The Temperature of Space
However, prior to 1964, Big Bang proponents were not the only ones talking about the “temperature of space.” For example, in 1926 Arthur Eddington calculated a temperature of space due to the energy density of the radiation from stars around the Sun to be about 3.2 degrees K. As explained here, this is just the local radiation field and not the CMB radiation that fills all of space. In addition, this radiation is most intense in the visible region of the spectrum and is far weaker in the radio, where the expected CMB radiation peaks. Eddington never gave his estimate any cosmological significance. The close agreement with the CMB radiation temperature is a coincidence due to our particular location in the Milky Way galaxy.

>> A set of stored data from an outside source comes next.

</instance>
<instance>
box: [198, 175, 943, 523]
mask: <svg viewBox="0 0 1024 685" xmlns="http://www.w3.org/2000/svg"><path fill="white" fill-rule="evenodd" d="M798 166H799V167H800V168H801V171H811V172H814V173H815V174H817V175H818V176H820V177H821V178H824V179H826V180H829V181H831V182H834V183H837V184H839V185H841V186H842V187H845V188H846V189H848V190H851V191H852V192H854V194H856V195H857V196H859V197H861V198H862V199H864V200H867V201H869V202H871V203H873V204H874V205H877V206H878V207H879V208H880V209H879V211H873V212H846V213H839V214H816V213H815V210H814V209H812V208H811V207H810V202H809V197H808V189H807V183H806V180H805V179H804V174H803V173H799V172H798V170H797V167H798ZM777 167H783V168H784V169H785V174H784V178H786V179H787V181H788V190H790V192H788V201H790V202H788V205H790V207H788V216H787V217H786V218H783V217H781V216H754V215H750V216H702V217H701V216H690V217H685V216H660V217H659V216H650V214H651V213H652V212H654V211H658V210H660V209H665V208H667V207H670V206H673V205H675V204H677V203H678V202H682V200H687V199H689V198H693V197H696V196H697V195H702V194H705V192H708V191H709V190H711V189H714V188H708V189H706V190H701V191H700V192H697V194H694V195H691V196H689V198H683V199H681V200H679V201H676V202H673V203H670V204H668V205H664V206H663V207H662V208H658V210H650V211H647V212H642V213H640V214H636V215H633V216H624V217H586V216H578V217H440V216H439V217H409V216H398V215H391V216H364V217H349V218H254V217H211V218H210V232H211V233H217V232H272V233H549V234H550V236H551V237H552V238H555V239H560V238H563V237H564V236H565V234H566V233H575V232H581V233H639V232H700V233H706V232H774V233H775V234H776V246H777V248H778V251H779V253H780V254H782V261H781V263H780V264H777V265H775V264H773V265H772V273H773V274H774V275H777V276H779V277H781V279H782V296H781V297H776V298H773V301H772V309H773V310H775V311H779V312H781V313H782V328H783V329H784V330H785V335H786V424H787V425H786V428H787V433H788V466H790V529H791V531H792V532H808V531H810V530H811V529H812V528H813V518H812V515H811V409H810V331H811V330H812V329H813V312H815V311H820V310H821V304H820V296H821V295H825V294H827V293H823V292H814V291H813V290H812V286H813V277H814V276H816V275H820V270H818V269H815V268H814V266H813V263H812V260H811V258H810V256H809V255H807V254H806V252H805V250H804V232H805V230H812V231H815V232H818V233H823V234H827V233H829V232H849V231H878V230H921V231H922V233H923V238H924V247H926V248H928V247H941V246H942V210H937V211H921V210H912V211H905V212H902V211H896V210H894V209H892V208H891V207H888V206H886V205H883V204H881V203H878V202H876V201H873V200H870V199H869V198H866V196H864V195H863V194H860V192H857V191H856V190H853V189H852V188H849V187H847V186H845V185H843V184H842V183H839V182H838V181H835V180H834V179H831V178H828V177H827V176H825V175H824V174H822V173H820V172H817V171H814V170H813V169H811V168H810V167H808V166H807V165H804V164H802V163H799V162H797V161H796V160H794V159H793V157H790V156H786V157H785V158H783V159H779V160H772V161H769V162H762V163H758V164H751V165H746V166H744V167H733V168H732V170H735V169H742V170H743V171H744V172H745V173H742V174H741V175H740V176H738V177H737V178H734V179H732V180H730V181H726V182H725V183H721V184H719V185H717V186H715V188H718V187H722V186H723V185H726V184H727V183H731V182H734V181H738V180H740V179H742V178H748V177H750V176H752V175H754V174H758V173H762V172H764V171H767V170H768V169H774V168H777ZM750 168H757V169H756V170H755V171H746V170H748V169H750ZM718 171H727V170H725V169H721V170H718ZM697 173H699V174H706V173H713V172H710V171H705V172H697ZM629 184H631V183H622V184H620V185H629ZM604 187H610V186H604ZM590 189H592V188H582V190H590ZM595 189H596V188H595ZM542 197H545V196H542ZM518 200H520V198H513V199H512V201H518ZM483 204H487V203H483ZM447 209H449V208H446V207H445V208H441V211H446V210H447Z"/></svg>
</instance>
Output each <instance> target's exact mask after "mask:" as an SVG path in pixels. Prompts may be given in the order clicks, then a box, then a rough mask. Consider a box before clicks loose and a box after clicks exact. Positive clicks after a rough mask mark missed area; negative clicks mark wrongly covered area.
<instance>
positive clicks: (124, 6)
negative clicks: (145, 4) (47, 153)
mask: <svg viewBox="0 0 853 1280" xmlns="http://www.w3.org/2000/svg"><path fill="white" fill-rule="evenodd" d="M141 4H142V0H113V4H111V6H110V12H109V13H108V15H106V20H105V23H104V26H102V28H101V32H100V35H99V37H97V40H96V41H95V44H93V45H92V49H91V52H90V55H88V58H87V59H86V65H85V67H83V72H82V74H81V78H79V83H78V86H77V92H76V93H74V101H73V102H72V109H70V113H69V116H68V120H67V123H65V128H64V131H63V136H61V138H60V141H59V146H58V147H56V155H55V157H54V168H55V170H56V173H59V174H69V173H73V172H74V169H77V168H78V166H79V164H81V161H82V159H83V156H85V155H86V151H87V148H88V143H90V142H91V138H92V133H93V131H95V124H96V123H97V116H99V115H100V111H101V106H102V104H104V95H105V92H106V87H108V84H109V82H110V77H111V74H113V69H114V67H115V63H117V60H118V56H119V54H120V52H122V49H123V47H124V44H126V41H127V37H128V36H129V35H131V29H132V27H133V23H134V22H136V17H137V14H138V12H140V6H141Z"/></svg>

Others did make explicit predictions of the CMB temperature within the context of a nonexpanding universe. They included a who’s who of scientists: Walther Nernst, Louis de Broglie, and Max Born. They worked within the framework of various tired light models. Unlike the Big Bang and Steady State theories, tired light models were proposed as alternatives to GR to explain the redshifts. Although the “space temperatures” calculated for these models are close to the measured value of the CMB temperature (see here), they never gained much following because they failed to provide a plausible physical mechanism for the light to become tired (see here and here). What’s more, the success of GR over the course of the 20th century chipped away at theories based on alternatives.
Was this the only Big Bang prediction? Not by a long shot! In another post I will discuss the many additional observational tests of the Big Bang theory in the years following Penzias and Wilson’s important discovery.